And this is how IPKKND took over my life from right under my nose...(Emotional attack alert!)
Its my first post ever on IF
. Never thought I'd do this one day but today I am letting my emotions get the best of me.
About 3 months ago, I watched IPKKND by accident . I instantly took a liking towards the lead couple and my love for them just kept growing with each day. I stayed up late nights to catch up with all earlier episodes. Within a week, I had finished watching them all
. Awe stuck with the couple, I started watching their interviews. I am kinda sure I covered all of them right from when the show began
. That dint quite quench my thirst for the couple. So I went ahead and started rewatching just the "ARSHI" scenes without having a freaking clue what "ARSHI" meant. I dint study in Harvard u see!

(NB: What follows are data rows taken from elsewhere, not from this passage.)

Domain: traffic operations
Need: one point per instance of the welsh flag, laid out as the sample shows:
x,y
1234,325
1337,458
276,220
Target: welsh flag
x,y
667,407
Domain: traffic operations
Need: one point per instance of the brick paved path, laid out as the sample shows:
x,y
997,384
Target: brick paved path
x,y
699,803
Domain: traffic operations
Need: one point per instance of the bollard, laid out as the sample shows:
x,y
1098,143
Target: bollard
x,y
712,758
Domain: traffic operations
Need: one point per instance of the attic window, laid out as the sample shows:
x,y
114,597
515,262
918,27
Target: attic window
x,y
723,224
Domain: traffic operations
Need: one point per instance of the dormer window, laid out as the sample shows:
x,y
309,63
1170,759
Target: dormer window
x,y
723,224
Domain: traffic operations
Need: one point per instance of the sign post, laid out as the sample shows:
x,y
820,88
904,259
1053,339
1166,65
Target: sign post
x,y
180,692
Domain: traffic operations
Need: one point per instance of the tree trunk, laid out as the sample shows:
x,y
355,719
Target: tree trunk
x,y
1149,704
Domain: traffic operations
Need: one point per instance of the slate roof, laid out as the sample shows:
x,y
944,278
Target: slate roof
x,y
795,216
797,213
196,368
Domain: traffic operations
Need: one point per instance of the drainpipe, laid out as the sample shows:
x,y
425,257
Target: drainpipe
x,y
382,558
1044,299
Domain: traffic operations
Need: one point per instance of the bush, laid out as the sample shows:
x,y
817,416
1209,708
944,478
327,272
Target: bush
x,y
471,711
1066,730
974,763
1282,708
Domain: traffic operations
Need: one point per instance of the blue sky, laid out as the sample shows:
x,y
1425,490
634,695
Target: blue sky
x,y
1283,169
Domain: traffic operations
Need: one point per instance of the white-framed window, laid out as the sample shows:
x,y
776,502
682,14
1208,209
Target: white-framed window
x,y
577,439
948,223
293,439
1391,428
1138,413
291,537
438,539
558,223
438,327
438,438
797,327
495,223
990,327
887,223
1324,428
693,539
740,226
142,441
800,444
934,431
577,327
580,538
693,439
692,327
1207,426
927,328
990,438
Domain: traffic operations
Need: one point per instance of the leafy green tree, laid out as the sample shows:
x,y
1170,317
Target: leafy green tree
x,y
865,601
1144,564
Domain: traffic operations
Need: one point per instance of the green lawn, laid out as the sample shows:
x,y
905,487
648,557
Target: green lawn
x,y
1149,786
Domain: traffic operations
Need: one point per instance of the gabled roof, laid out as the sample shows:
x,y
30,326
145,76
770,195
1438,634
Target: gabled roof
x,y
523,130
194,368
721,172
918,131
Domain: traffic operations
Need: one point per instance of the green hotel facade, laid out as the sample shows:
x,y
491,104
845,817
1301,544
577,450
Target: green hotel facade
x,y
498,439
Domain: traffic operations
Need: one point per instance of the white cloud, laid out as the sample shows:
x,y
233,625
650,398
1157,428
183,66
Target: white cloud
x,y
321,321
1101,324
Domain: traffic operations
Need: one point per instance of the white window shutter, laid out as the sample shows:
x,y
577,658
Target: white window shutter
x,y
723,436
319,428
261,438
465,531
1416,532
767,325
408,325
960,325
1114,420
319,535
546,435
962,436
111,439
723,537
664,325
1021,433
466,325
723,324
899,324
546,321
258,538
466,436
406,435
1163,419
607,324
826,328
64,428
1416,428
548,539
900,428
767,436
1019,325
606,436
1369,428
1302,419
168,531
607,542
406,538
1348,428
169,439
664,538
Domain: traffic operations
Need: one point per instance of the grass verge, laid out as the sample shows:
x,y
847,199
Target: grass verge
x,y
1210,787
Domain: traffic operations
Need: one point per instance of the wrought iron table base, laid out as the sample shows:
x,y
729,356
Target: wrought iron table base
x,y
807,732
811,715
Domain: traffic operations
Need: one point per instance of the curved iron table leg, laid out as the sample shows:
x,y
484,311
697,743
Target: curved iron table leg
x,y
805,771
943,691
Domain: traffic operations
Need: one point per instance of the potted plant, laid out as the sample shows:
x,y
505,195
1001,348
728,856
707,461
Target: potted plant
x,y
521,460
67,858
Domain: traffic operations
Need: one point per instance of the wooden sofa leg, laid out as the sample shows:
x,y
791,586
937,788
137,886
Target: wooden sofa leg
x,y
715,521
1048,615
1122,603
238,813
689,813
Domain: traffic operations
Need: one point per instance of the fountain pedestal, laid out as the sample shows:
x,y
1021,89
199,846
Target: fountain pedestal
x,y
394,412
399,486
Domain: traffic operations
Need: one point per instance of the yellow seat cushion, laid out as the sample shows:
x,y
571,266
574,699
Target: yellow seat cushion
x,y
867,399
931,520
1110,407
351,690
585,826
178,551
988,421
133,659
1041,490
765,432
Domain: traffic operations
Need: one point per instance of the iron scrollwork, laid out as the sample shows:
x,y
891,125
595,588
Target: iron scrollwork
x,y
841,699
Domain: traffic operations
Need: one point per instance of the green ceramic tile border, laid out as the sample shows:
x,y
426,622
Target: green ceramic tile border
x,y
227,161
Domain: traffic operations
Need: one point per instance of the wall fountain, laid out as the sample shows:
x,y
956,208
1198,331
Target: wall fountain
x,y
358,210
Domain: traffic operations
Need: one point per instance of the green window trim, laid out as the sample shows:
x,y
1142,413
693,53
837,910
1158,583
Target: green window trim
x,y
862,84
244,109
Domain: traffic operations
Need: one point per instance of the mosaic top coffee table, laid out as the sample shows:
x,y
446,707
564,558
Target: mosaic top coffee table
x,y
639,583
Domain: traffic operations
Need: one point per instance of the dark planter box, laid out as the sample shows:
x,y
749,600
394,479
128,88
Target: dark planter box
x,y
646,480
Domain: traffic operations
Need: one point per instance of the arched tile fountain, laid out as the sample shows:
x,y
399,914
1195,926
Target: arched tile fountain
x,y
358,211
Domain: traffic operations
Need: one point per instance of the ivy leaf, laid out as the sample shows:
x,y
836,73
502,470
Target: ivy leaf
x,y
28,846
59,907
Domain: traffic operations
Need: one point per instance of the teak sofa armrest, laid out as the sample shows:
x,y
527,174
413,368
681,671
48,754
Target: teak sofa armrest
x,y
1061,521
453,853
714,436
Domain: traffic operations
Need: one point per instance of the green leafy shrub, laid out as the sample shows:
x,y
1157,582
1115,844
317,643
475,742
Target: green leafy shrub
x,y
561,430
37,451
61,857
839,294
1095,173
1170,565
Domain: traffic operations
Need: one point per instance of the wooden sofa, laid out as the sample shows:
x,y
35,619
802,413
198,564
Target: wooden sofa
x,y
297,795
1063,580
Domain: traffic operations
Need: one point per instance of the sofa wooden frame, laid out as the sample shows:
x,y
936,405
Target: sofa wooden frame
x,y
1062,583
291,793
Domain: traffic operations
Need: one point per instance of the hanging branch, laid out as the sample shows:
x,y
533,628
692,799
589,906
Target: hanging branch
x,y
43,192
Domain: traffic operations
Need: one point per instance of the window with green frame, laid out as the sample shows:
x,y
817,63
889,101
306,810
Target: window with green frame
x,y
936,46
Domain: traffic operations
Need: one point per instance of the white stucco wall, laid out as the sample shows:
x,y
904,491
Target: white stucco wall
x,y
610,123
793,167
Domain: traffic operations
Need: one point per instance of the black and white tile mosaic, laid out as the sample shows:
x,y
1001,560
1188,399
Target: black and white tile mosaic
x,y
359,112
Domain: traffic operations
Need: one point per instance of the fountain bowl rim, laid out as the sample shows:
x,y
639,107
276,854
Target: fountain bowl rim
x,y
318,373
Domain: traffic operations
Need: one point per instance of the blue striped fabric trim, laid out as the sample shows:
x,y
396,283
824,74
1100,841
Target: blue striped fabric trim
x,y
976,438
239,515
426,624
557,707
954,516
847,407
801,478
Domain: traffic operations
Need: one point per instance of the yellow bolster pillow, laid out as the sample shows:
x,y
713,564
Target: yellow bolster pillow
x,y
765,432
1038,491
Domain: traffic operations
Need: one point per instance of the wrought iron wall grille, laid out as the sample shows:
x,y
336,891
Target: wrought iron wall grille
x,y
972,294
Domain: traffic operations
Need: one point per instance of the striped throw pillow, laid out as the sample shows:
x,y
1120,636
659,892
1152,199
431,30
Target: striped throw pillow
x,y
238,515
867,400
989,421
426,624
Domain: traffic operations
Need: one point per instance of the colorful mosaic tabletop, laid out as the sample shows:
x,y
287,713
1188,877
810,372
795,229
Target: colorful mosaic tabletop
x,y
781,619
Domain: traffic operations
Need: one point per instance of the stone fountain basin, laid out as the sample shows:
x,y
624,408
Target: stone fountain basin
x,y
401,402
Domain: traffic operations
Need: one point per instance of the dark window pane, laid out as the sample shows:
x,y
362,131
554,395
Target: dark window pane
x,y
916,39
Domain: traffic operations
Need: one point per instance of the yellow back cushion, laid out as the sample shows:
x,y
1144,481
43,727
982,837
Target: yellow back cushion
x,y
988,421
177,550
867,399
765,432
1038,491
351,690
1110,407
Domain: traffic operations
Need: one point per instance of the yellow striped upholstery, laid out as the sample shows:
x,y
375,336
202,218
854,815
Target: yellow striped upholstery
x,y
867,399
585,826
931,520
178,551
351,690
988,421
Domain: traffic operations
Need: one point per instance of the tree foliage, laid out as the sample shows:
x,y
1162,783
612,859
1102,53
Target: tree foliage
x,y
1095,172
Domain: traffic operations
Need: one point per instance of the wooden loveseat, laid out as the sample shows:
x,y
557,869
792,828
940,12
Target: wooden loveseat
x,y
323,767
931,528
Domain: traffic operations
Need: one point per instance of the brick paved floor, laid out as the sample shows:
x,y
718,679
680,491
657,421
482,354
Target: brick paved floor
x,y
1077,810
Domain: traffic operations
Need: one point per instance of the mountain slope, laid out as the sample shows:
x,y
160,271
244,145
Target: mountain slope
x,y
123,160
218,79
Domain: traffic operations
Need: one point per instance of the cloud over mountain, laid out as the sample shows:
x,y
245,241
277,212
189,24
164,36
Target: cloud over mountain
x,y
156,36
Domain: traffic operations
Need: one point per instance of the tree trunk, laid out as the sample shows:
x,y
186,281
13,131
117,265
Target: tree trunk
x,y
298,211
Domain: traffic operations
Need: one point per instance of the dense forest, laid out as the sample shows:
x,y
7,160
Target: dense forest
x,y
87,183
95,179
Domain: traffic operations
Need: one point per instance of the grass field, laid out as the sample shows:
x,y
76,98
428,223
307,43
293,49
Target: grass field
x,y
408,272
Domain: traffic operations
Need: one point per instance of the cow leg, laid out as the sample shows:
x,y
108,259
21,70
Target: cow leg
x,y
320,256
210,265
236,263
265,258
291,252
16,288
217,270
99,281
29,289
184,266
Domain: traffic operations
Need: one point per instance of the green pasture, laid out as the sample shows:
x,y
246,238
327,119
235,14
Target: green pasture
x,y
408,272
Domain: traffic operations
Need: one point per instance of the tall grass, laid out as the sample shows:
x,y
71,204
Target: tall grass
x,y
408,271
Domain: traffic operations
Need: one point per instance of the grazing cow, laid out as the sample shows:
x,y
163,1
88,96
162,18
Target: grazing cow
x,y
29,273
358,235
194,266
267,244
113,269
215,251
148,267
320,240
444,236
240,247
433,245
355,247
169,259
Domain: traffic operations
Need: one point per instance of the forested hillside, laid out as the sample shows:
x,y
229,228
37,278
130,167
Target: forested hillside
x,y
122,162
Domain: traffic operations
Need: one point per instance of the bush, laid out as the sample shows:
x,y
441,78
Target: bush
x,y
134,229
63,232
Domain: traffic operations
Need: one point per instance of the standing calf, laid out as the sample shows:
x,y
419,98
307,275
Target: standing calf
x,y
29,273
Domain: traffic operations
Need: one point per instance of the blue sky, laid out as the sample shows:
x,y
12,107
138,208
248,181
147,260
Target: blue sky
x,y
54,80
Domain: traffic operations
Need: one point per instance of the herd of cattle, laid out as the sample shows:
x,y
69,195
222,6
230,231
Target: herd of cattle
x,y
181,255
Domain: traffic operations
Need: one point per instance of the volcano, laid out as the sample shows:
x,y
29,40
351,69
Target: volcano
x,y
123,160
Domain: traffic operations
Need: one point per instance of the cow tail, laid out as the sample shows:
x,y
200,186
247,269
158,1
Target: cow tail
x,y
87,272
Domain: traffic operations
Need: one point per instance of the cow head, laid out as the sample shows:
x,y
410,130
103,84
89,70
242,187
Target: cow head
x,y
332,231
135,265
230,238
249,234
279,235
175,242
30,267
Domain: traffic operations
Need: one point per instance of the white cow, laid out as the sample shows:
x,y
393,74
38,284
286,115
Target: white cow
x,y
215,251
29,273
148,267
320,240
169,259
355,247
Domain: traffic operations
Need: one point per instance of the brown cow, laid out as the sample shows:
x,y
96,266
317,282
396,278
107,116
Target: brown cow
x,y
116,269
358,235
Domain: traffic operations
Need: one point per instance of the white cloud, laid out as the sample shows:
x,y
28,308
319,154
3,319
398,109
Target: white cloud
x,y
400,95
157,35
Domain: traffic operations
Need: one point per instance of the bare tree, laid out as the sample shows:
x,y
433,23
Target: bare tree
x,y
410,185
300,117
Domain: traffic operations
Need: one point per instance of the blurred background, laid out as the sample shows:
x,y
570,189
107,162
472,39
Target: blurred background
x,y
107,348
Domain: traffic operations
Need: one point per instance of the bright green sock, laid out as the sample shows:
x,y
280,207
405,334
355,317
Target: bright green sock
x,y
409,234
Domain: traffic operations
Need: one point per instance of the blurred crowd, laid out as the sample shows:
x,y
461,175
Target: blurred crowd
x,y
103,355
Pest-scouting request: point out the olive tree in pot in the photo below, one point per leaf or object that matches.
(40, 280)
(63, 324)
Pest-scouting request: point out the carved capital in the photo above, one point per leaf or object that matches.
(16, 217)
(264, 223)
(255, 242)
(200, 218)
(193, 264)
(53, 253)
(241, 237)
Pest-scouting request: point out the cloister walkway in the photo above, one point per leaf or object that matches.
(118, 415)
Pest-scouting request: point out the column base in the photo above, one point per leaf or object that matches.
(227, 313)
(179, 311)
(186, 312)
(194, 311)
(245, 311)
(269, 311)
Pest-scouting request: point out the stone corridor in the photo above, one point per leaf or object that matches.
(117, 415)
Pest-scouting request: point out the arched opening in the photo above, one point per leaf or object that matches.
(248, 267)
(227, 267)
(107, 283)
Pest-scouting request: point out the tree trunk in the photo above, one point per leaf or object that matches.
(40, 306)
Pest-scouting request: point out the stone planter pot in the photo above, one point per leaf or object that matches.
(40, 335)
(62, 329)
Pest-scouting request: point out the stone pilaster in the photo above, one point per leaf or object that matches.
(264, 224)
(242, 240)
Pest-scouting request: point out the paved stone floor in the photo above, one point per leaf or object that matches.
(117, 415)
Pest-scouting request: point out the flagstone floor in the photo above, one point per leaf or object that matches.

By this time, IPKKND had turned into my obsession.
Everyday after I came back from work, I'd lie down on the bed eating, drinking and breathing IPKKND. I knew IPKKND was slaying my senses but I dint really bother about the consequences. I started to realize that my priorities had changed with family, friends, job and everything literally taking a back seat.
For all those thinking I am a crazy tv soap buff, let me clear the air that I've never ever developed this kind of liking towards an Indian TV show or any show for that matter! Infact I now recall that I never watched one for more than a week!
There is something magnetic abt the lead couple and the way their characters have been etched! I'd be lying if I say I enjoyed every episode of IPKKND but I watched them over and again to the point that I now know which arshi scene is tagged with what number in youtube! what the...!!
I still wasnt getting enough of the couple and thats when I chanced upon IF.
I realized there are many more crazy people out there going through a similar madness. Yo - hi there!
I was a silent reader all this way along. I'm not the socially active kind unless an emotional tide runs over me! I had my best laughs, stifled yawns, strangled screams, terrible frowns and naughty smirks reading the posts. I ran into some fan fictions and short stories and I must say there is a talented bunch of people out there.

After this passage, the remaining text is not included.